Future plc today announces its Interim Management Statement for the period from 1 October 2013, incorporating the Group's third quarter for the three months ended 30 June 2014.

The statement:

Trading performance

In the three months to June 2014 trading continued to be in line with the trends seen in the first half of the financial year. The expected slowdown in print copy sales continued while normalised digital and diversified revenues are up 10% year on year.

During the period a major US print magazines distributor filed for Chapter 11 bankruptcy protection resulting in an exceptional charge of £1.5m, largely arising from bad debts, in H2 2014.

Financial position

Net debt at 30 June 2014 was £14.2m. Following the receipt of funds from the disposal of Sport and Craft titles, the Board expects to be in a net cash position at the year end.

The Group has finalised a new revised facility of up to £12m until 31 December 2015.

Transformation Programme and outlook

The Group continues to make good progress on the transformation programme which was initiated in Q2. The collective consultation process has now been completed. As previously reported, this is expected to result in a headcount reduction of over 170 roles in the UK in addition to over 40 roles already exited in the US.

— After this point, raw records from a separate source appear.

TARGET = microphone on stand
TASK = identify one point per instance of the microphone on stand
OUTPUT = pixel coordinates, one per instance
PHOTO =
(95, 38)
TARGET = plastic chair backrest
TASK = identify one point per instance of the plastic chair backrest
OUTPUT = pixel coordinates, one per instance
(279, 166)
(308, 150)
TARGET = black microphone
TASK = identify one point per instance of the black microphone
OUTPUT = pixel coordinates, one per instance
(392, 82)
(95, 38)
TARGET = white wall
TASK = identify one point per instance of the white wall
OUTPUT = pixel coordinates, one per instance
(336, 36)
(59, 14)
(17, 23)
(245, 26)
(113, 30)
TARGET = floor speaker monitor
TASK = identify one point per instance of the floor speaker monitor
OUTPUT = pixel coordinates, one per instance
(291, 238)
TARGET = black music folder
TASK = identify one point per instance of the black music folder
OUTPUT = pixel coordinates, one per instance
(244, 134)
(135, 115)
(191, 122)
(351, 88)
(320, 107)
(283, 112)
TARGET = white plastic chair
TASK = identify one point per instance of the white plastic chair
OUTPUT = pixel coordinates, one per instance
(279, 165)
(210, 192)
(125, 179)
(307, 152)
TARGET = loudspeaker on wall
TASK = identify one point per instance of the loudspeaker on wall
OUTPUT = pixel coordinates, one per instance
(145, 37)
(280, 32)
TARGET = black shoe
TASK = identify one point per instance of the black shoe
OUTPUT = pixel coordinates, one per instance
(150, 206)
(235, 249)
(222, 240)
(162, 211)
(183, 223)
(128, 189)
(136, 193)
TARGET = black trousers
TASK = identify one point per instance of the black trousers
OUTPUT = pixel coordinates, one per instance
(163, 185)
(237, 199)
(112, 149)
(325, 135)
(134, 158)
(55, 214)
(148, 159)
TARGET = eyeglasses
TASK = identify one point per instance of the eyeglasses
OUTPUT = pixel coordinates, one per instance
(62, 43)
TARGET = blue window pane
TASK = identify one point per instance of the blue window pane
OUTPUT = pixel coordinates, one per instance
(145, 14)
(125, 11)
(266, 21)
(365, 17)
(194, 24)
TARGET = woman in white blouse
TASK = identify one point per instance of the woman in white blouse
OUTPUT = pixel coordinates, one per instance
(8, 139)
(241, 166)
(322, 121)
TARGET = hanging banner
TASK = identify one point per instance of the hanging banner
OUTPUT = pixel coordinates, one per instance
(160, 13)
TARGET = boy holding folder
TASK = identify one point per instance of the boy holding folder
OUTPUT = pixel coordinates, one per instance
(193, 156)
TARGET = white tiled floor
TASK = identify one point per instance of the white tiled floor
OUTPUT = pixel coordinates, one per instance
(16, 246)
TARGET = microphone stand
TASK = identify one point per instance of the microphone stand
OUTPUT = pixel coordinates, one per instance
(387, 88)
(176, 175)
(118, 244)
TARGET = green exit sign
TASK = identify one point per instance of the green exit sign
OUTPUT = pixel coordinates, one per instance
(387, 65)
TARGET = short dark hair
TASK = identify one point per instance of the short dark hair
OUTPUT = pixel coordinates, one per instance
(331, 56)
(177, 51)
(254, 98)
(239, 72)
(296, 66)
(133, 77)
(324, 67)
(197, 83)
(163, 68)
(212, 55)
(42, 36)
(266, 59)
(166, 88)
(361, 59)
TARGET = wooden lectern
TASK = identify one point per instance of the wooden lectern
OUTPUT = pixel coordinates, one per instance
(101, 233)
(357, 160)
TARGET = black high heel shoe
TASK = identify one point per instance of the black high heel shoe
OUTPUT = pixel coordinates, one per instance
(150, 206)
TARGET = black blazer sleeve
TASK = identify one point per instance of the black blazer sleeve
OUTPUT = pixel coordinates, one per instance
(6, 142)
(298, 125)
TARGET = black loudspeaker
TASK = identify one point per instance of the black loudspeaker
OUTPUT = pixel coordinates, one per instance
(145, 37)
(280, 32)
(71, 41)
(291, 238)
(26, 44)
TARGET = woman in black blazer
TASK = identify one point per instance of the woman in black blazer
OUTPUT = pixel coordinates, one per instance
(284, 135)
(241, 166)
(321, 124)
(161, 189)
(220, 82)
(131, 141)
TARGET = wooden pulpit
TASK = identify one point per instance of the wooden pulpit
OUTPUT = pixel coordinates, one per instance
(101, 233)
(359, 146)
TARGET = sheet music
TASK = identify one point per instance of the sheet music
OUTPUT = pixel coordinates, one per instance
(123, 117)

Future expects to reduce its cost base following the headcount reductions and other cost savings across the Group by some £6m in the next financial year.

In the near term trading continues to be challenging, with minimal forward visibility. The business does not foresee a change in the financial performance this financial year with the impact of the transformation programme not expected to be material until 2015.

Zillah Byng-Maddick, Future plc Chief Executive, said: "We have taken the necessary action to strengthen the balance sheet and secured new debt facilities to enable the business to be fundamentally restructured. As a result, the Group is now in a much more stable position.

"We are making good progress - in line with our original plans - but organisational change of this scale takes time. Against a backdrop of a difficult trading environment, we don't expect to see any material uplift in our financial performance until the next financial year."